Quant aux formes, il est clair que Gauguin les a pour la plupart voulues quelque peu réalistes. L'image montre clairement des figures humaines, une vache, un arbre et un homme luttant avec un ange. Mais il y a des moments dans l’image qui suggèrent que Gauguin n’était pas tellement intéressé à reproduire la réalité avec ses formes, mais plutôt simplement fasciné par les qualités des formes elles-mêmes. Cela est particulièrement évident dans les coiffures portées par les religieuses. À partir de la coiffe au premier plan, en bas à droite du tableau, la forme est réduite à son essence géométrique. Tout au long de l’image, Gaugin suit cette tendance encore et encore.
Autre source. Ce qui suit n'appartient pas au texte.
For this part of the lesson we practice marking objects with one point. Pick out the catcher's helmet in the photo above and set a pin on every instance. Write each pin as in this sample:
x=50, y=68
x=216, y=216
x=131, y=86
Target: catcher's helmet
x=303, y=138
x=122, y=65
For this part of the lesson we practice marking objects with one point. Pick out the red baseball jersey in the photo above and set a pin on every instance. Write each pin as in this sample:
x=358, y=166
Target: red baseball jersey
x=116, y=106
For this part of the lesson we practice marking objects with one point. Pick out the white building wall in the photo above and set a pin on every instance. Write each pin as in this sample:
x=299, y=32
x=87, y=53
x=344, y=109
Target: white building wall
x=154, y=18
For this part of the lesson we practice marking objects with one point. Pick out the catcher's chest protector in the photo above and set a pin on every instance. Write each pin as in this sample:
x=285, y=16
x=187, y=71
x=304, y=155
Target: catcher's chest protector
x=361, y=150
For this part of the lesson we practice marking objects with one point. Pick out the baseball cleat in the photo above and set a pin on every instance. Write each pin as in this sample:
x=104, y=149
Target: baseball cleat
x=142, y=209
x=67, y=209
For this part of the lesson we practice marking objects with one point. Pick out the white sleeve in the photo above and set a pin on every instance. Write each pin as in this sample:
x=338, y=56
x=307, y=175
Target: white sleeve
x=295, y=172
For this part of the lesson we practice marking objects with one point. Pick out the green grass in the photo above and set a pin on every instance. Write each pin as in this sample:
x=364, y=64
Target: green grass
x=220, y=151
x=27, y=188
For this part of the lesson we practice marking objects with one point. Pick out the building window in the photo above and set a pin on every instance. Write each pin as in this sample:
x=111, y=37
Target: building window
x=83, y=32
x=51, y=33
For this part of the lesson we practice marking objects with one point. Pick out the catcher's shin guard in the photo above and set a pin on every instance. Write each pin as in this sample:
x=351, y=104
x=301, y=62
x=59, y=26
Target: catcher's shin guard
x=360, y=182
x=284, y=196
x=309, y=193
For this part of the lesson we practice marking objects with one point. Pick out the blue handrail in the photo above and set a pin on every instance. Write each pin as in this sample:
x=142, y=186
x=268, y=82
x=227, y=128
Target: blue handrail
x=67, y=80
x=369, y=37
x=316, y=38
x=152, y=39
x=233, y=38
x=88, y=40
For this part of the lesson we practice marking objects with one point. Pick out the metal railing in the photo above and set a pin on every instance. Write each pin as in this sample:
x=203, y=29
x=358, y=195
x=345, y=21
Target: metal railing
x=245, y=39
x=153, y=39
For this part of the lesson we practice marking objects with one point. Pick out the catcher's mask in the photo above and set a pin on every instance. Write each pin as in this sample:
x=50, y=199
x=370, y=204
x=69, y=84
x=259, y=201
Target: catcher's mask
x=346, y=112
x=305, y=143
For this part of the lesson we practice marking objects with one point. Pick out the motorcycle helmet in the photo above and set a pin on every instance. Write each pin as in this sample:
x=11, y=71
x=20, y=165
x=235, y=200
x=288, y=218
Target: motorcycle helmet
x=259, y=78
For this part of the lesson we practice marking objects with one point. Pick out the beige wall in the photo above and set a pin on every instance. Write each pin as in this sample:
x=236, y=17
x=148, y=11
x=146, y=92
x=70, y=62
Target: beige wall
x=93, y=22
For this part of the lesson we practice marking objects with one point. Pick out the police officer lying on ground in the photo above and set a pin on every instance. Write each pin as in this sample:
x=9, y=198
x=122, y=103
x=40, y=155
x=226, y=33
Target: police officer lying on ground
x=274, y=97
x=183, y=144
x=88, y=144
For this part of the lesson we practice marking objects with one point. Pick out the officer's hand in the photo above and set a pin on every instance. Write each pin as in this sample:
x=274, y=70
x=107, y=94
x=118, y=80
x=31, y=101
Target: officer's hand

Si les visages étaient éliminés de l’image, les zones de couleur restantes perdraient une grande partie de leur pouvoir narratif et l’image pourrait facilement se transformer en une composition abstraite.
Intentions sincères
L'une des questions qui se posent souvent lorsqu'on parle des peintres post-impressionnistes est de savoir s'ils savaient vraiment exactement ce qu'ils essayaient de faire. Et bien sûr, dans le cas de peintres comme Gauguin, la réponse est oui. Lui et ses contemporains, tels que Paul Sérusier, Maurice Denis et Émile Bernard, étaient de fervents philosophes, écrivains et expérimentateurs. Ils étaient pleinement déterminés à déconstruire la définition de la peinture et le sens de l'art. Ils faisaient tout leur possible pour découvrir ce qu'il y a, s'il y a quelque chose, dans l'art qui pourrait être contemplatif, transcendant et même spirituel, en plus de son sujet narratif.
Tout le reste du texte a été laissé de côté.